Hi everyone,
I’m currently setting up a Dremio cluster with multiple coordinator and executor nodes. However, I’ve encountered an issue where the standby coordinator does not automatically take over as the master when the master node goes down.
Dremio Cluster Setup
My Dremio cluster consists of:
- 1 Master Coordinator Node
- 2 Standby Coordinator Nodes
- 2 Executor Nodes
- 3 External Zookeeper Nodes
- NFS for metadata storage
- MinIO bucket for distributed storage
Dremio Configuration
Below are the configurations for each node:
1. Master Coordinator Node (dremio.conf
)
paths: {
local: "/data/dremio-metadata"
dist: "dremioS3:///dremio-distributed"
}
services: {
web-admin {
host: "0.0.0.0"
port: 9191
}
coordinator {
enabled: true
master.enabled: true
master.embedded-zookeeper.enabled: false
client-endpoint {
port: 31010
}
}
executor {
enabled: false
}
flight {
use_session_service: true
}
}
zookeeper: "dremio-1.example.internal:2181,dremio-2.example.internal:2181,dremio-3.example.internal:2181/dremio"

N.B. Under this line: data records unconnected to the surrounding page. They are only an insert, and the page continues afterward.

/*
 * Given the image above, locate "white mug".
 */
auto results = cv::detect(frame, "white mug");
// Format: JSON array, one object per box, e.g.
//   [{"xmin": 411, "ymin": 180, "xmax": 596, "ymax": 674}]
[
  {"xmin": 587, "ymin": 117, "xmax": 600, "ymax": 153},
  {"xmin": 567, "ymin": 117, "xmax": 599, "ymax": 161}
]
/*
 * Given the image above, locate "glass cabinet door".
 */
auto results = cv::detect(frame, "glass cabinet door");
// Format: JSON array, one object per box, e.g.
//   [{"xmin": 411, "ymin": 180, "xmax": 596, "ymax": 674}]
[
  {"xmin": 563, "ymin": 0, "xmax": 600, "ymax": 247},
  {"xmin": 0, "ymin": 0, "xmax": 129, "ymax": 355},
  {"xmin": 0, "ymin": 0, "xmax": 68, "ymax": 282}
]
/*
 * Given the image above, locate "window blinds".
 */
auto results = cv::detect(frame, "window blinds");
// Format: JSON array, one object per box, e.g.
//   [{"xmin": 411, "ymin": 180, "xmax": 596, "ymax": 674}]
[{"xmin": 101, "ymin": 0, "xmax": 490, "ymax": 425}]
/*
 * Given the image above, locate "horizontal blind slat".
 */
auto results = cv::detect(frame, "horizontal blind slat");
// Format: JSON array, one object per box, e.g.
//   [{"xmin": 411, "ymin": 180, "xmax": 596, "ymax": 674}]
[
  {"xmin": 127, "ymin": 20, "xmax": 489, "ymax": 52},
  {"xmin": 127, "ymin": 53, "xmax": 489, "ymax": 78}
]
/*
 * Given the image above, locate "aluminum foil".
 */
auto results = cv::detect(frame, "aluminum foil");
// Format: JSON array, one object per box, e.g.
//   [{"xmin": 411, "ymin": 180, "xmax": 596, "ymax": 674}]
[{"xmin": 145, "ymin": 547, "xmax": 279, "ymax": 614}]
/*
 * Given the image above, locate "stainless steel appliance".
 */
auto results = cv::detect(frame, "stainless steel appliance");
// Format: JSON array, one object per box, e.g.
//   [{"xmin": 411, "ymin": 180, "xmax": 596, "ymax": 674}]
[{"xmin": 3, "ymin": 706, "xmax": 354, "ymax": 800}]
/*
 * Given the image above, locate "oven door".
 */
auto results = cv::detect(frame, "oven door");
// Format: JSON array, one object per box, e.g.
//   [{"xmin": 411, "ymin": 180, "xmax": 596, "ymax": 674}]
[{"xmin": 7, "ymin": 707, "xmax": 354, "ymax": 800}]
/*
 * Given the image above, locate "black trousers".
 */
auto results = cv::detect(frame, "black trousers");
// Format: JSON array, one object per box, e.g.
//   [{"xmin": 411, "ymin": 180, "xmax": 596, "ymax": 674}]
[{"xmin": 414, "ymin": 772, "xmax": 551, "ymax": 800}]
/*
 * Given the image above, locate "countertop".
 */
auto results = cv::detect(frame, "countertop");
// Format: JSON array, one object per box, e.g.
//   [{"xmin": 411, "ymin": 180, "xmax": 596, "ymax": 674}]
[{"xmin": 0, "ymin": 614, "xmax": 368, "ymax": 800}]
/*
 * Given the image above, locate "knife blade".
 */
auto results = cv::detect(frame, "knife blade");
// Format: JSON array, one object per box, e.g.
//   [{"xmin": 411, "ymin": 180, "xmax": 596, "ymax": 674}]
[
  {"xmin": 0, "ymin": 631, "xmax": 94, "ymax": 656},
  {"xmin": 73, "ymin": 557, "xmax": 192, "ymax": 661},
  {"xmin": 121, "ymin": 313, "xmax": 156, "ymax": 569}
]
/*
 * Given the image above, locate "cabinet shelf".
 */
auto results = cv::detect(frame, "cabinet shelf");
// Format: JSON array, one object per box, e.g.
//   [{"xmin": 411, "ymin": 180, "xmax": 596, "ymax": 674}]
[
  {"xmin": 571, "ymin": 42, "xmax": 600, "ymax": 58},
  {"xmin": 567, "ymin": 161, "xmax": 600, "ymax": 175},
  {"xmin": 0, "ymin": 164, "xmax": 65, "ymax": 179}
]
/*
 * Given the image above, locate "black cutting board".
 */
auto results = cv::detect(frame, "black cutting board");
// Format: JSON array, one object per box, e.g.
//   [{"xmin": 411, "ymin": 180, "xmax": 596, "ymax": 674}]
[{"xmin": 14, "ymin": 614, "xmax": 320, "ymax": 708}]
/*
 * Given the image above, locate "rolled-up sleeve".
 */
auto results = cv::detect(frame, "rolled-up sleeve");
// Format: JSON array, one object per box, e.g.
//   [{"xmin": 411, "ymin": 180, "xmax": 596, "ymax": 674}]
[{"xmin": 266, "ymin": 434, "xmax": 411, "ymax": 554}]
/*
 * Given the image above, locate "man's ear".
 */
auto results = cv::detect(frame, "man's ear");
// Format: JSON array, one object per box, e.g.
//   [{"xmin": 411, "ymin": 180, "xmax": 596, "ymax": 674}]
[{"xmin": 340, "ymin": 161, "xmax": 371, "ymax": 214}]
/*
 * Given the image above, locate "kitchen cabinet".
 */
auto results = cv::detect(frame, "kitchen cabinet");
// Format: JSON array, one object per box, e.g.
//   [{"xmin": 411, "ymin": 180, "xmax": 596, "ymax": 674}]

2 & 3. Standby Coordinator Nodes (dremio.conf
)
paths: {
local: "/data/dremio-metadata"
dist: "dremioS3:///dremio-distributed"
}
services: {
web-admin {
host: "0.0.0.0"
port: 9191
}
coordinator {
enabled: true
master.enabled: false
master.embedded-zookeeper.enabled: false
client-endpoint {
port: 31010
}
}
executor {
enabled: false
}
flight {
use_session_service: true
}
}
zookeeper: "dremio-1.example.internal:2181,dremio-2.example.internal:2181,dremio-3.example.internal:2181/dremio"

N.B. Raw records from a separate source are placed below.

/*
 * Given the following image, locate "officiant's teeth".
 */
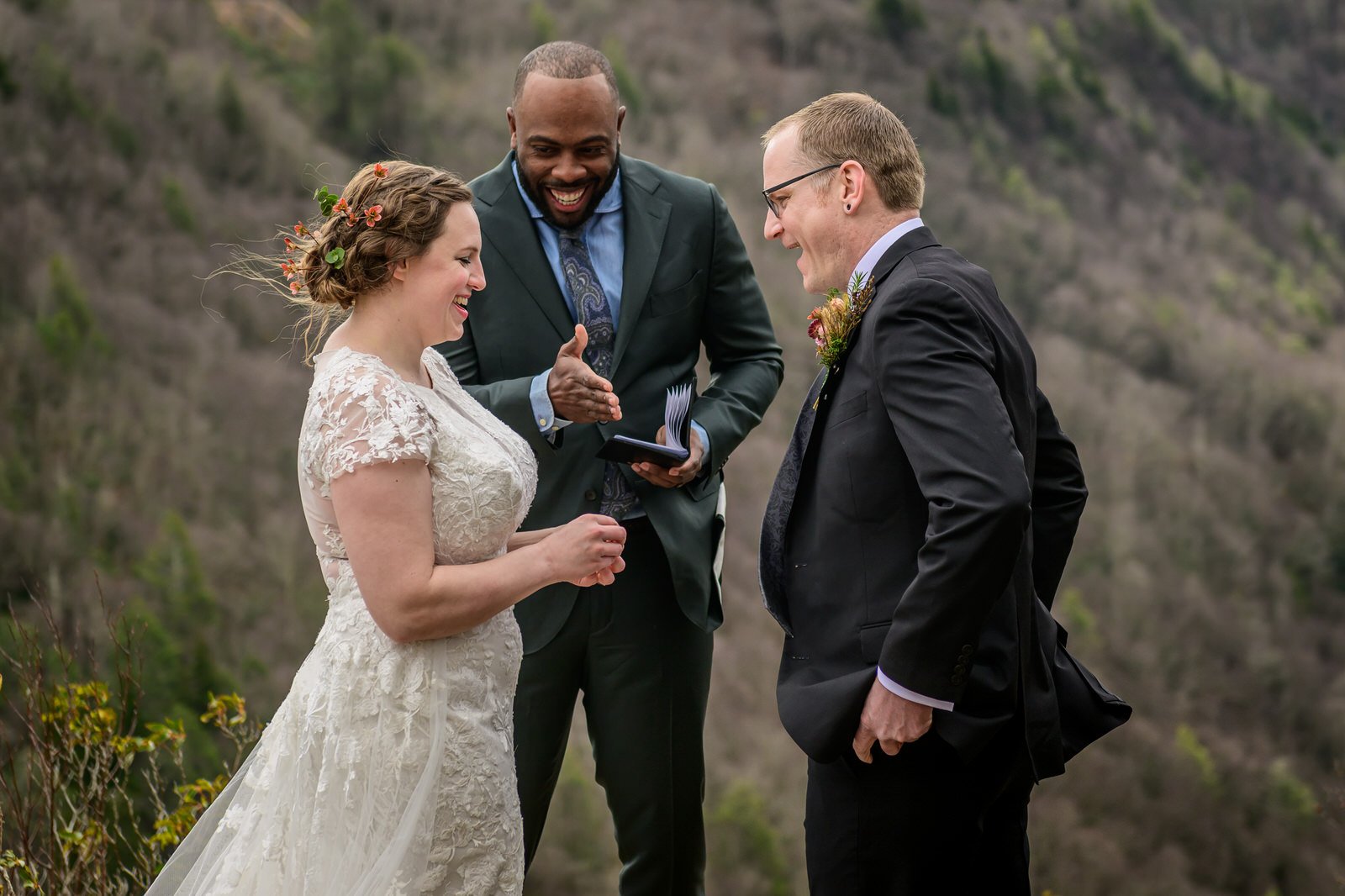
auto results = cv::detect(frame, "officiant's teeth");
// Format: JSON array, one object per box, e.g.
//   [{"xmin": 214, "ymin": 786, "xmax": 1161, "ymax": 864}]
[{"xmin": 551, "ymin": 190, "xmax": 583, "ymax": 206}]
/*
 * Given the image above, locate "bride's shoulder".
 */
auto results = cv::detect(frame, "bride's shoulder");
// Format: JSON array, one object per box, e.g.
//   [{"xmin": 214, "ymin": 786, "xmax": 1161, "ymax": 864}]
[
  {"xmin": 421, "ymin": 345, "xmax": 460, "ymax": 386},
  {"xmin": 308, "ymin": 345, "xmax": 414, "ymax": 403}
]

4 & 5. Executor Nodes (dremio.conf
)
paths: {
local: "/data/dremio-metadata"
dist: "dremioS3:///dremio-distributed"
}
services: {
web-admin {
host: "0.0.0.0"
port: 9191
}
coordinator {
enabled: false
master.enabled: false
master.embedded-zookeeper.enabled: false
client-endpoint {
port: 31010
}
}
executor {
enabled: true
}
flight {
use_session_service: true
}
}
zookeeper: "dremio-1.example.internal:2181,dremio-2.example.internal:2181,dremio-3.example.internal:2181/dremio"
6. Zookeeper Configuration (zoo.cfg
)
tickTime=2000
initLimit=5
syncLimit=2
dataDir=/data/zookeeper
dataLogDir=/var/log/zookeeper
autopurge.snapRetainCount=3
autopurge.purgeInterval=1
maxClientCnxns=60
standaloneEnabled=false
admin.enableServer=true
server.1=dremio-1.example.internal:2888:3888;2181
server.2=dremio-2.example.internal:2888:3888;2181
server.3=dremio-3.example.internal:2888:3888;2181
Each Zookeeper node has a unique myid
file:
- Zookeeper Node 1:
1
- Zookeeper Node 2:
2
- Zookeeper Node 3:
3
Issue
The cluster starts normally with this configuration, and everything works as expected. However, when I simulate a master node failure, the standby coordinator nodes do not automatically take over as the master.
Has anyone encountered a similar issue? Am I missing any configuration to enable automatic failover?
Any help would be greatly appreciated!
Best regards,
Arman